That Europe, and especially the eurozone, has not been doing well since the 2008 crisis is beyond dispute. The single currency was supposed to bring prosperity and enhance European solidarity. It has done just the opposite, with depressions in some countries even greater than the Great Depression. To answer the question about what is to be done, one has to answer another: what went wrong. Some claim that policymakers made a set of mistakes — excessive austerity and poorly designed structural reforms. In other words, there is nothing wrong with the euro that could not be fixed by putting someone else in charge.
I disagree. There are more fundamental problems with the structure of the eurozone, the rules and institutions that guide and constitute it. These may well be insurmountable, raising the prospect that the time has come for a more comprehensive rethinking of the single currency, even to the point of unwinding it.

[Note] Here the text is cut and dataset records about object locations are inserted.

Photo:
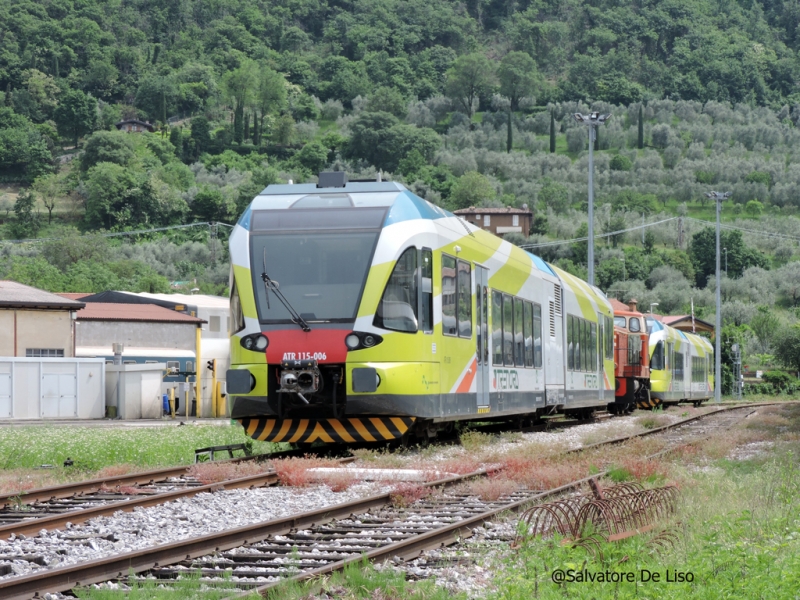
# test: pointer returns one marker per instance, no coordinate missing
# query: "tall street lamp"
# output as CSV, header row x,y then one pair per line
x,y
718,197
592,121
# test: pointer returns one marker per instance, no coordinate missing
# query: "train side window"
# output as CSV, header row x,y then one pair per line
x,y
426,290
537,336
497,327
464,302
570,345
657,362
519,342
528,334
508,331
397,309
584,345
449,292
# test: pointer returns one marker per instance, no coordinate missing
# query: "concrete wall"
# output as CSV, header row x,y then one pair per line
x,y
52,388
136,333
35,329
135,390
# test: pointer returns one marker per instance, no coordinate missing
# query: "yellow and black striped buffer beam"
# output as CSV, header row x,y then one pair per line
x,y
329,431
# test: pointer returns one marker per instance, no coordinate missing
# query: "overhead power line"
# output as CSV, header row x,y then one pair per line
x,y
122,233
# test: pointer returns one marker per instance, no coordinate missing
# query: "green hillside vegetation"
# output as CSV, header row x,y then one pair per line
x,y
467,104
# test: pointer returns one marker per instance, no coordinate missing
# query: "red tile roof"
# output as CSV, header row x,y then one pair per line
x,y
107,311
506,210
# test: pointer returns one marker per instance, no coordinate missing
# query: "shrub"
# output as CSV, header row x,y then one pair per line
x,y
780,380
621,163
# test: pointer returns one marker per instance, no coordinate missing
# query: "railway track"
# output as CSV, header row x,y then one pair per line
x,y
309,544
53,507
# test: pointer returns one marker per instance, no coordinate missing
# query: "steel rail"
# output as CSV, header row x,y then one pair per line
x,y
448,535
92,486
96,571
118,566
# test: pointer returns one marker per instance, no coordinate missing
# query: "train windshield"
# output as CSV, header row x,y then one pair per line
x,y
321,274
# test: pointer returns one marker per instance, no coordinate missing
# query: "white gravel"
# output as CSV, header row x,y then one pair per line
x,y
181,519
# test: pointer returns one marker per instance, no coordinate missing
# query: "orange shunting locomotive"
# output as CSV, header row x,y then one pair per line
x,y
631,358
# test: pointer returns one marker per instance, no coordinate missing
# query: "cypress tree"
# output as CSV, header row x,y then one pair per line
x,y
238,124
640,138
509,138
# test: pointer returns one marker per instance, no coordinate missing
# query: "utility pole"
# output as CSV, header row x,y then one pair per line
x,y
592,121
718,197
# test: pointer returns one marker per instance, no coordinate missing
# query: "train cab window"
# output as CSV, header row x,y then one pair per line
x,y
657,361
570,344
497,328
397,310
537,336
236,309
464,299
508,330
519,341
528,334
426,290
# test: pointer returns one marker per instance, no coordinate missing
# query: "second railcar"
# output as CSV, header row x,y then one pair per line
x,y
681,365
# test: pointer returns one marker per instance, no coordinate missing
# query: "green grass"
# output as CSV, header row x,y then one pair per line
x,y
738,528
93,448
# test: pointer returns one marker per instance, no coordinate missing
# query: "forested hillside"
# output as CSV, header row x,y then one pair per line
x,y
466,103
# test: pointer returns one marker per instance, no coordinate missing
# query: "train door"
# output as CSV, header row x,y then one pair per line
x,y
482,347
599,346
554,376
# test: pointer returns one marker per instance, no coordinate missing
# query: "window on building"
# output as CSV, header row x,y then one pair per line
x,y
44,352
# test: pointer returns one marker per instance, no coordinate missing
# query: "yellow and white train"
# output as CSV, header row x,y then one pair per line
x,y
681,365
361,312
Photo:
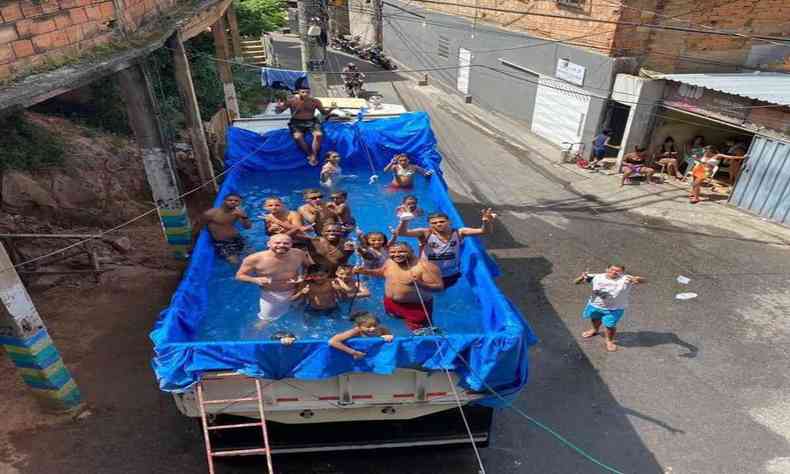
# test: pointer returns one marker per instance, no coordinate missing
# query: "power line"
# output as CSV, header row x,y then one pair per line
x,y
569,41
612,22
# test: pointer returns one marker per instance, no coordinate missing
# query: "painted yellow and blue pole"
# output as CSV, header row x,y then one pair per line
x,y
27,343
143,112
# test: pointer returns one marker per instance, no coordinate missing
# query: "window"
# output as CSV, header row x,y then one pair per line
x,y
444,47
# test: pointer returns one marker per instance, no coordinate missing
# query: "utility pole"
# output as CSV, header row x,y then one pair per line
x,y
378,22
143,112
28,345
312,30
223,67
194,121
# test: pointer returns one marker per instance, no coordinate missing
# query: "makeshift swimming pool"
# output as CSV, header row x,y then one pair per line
x,y
210,324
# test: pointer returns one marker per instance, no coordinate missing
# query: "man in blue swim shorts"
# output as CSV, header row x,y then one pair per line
x,y
608,301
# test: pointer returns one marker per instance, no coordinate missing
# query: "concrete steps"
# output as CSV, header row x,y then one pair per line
x,y
253,52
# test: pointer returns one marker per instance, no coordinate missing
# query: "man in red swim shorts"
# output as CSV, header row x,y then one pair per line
x,y
403,273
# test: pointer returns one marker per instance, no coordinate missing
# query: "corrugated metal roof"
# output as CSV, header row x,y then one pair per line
x,y
771,87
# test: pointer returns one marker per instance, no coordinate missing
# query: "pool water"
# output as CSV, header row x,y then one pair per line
x,y
231,313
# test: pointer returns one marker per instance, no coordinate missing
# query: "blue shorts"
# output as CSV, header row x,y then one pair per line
x,y
608,316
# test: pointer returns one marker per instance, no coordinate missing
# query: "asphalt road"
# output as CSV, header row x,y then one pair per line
x,y
699,386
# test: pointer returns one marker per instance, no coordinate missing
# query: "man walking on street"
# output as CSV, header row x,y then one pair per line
x,y
608,301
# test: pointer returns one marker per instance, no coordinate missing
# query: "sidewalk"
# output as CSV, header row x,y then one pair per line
x,y
655,202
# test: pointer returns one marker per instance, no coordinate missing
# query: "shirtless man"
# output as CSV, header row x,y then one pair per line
x,y
318,290
303,120
441,244
403,273
276,271
403,172
331,249
280,220
314,211
220,222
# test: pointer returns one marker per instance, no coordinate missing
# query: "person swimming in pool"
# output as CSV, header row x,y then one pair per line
x,y
341,210
221,221
276,271
409,284
441,244
365,325
403,171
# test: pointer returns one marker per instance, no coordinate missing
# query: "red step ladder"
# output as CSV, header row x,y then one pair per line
x,y
210,454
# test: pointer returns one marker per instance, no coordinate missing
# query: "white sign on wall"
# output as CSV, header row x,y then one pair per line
x,y
464,63
571,72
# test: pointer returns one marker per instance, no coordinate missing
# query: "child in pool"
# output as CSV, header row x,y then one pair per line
x,y
285,338
345,285
341,211
409,208
365,325
403,172
372,248
317,290
331,171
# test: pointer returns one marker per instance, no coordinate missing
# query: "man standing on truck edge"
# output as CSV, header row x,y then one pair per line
x,y
303,120
408,284
608,301
276,271
441,244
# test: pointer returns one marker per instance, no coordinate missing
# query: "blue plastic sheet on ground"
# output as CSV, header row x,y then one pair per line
x,y
498,355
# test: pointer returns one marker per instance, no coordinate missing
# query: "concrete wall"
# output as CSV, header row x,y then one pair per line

Put simply, the euro was flawed at birth. It was almost inevitable that taking away two key adjustment mechanisms, the interest and exchange rates, without putting anything else in their place, would make macro adjustment difficult. Add to that a central bank mandated to focus on inflation and with countries still further constrained by limits on their fiscal deficits, the result would be excessively high unemployment and gross domestic product consistently below potential output. With countries borrowing in a currency not under their remit, and with no easy mechanism for controlling trade deficits, crises too were predictable.